Film de Thomas Carter (1993)
Avec Robert Sean Leonard, Christian Bale, Frank Whaley, Barbara Hershey, Tushka Bergen, David Tom, Julia Stemberger, Jayce Bartok, Noah Wyle, Johan Leysen.
Fin des années 1930, l'Allemagne nazie est en guerre et recrute parmi les jeunes allemands. Les Swing Kids font partie de ceux qui refusent d'entrer dans ces Jeunesses hitlériennes, leur passion c'est la musique venue des Etats-Unis, et la danse du swing. Deux amis vont se retrouver à s'enrôler le parti, suite à un vol de radio...
Ayant surtout travaillé pour le petit écran (séries tv ou films tv), Thomas Carter est un réalisateur attaché au monde de la danse, l'un de ses derniers longs-métrages étant Save the Last Dance. Swing Kids est également un film avec de la danse et a la particularité d'avoir son histoire située au début de la seconde guerre mondiale, en Allemagne. Malgré l'amour pour cette danse à la mode, le swing, et l'envie de découvrir encore plus une autre culture, américaine en l'occurrence, cette jeune génération est en train de vivre plus qu'un bouleversement, ils sont contraints de suivre la politique du moment et rejoindre les rangs d'Hitler sans autre choix possible.

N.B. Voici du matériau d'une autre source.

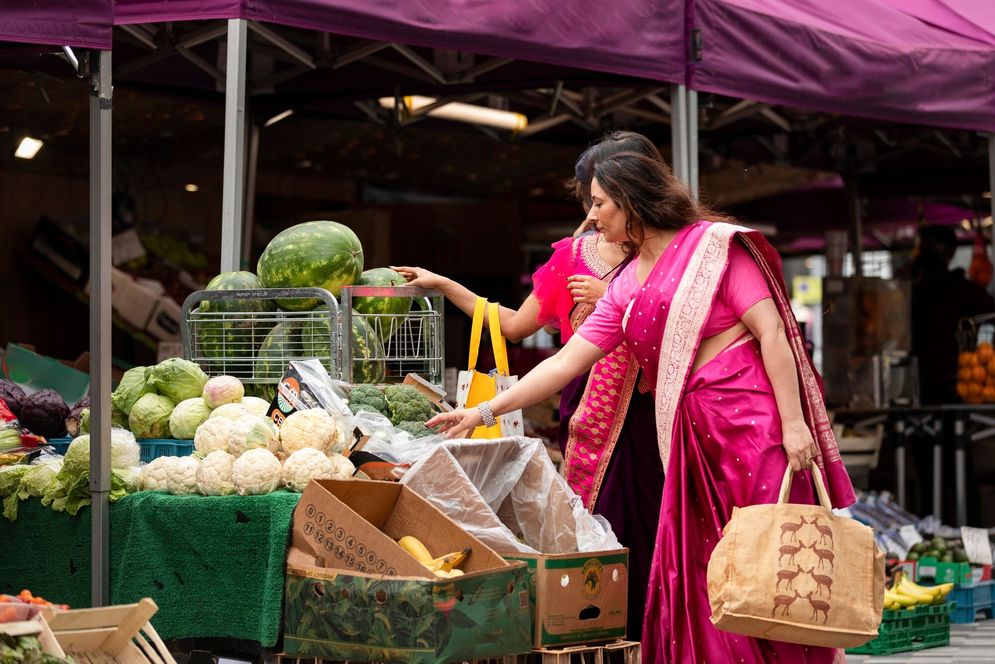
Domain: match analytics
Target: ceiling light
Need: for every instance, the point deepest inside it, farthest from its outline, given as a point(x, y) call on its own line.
point(279, 116)
point(28, 148)
point(460, 112)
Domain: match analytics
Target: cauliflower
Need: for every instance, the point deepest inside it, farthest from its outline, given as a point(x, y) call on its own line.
point(310, 428)
point(223, 389)
point(369, 398)
point(305, 465)
point(212, 435)
point(416, 429)
point(255, 472)
point(214, 475)
point(229, 411)
point(155, 474)
point(182, 477)
point(251, 431)
point(407, 404)
point(255, 405)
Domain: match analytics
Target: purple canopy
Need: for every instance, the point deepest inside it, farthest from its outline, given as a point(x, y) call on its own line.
point(856, 57)
point(629, 37)
point(79, 23)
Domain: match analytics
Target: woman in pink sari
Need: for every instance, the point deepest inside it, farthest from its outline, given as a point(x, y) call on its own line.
point(704, 310)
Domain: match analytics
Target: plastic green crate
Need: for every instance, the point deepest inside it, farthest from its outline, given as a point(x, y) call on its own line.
point(908, 630)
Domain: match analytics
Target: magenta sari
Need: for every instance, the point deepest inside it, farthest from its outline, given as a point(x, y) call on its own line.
point(720, 441)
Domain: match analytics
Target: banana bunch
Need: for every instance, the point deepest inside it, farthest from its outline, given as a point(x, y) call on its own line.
point(904, 594)
point(446, 566)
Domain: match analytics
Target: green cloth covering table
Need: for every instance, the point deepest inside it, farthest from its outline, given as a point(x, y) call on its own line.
point(214, 565)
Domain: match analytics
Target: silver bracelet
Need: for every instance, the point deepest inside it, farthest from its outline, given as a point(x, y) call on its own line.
point(486, 415)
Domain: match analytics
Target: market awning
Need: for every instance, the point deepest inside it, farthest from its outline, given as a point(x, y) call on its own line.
point(78, 23)
point(867, 58)
point(630, 37)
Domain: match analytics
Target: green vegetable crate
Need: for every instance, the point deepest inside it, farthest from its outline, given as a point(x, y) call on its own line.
point(931, 570)
point(152, 448)
point(910, 629)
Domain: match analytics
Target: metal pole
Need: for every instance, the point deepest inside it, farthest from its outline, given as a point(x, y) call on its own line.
point(679, 132)
point(100, 327)
point(233, 199)
point(250, 191)
point(691, 122)
point(991, 190)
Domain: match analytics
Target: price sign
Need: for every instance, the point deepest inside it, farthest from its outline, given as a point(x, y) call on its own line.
point(976, 545)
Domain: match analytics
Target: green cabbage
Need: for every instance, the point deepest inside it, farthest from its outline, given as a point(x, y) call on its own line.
point(149, 417)
point(133, 385)
point(187, 416)
point(177, 379)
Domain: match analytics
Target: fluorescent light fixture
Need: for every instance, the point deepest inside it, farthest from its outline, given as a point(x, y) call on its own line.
point(460, 112)
point(28, 148)
point(279, 116)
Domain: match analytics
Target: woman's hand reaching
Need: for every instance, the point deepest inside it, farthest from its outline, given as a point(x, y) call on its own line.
point(798, 444)
point(586, 289)
point(420, 277)
point(458, 423)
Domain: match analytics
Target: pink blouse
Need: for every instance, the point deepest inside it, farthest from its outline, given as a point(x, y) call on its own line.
point(571, 256)
point(742, 286)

Perdant le peu de liberté qu'il leur restait, le film présente bien ce contexte dans sa première partie. Les scènes dansées y sont plutôt bien menées, mais plus on avance dans l'histoire, plus on s'éloigne du propos en question et surtout de l'évolution de ses personnages et du poids qui pèsent sur eux. Même les séquences de danse perdent en énergie, comme si le rythme du film suivait le renoncement des ses protagonistes, pour deux d'entre eux en tout cas. Swing Kids reste un film à découvrir pour le thème qu'il aborde et les séquences de swing mises en valeur (surtout en début de film), mais il aurait gagné en consistance si son contenu avait été plus étoffé. 3,5/6 Pour lire un autre avis plus centré sur la danse, je vous invite à aller voir le blog Dance a little dance with me. À suivre l'ouverture tout en swing du film :

2 commentaires:

  1. Je l'ai vu à sa sortie mais j'avoue ne pas vraiment m'en souvenir...

    RépondreSupprimer
  2. La critique d'"into the screen" est juste : au début, on est dans le film et les scènes chorégraphiques sont bluffantes; mais on se perd par la suite, et les recettes hollywwoodiennes font plutôt décrocher l'attention ( en particulier la musique d'Horner, bien conventionnelle comparée aux morceaux de swing qui émaillent le récit ).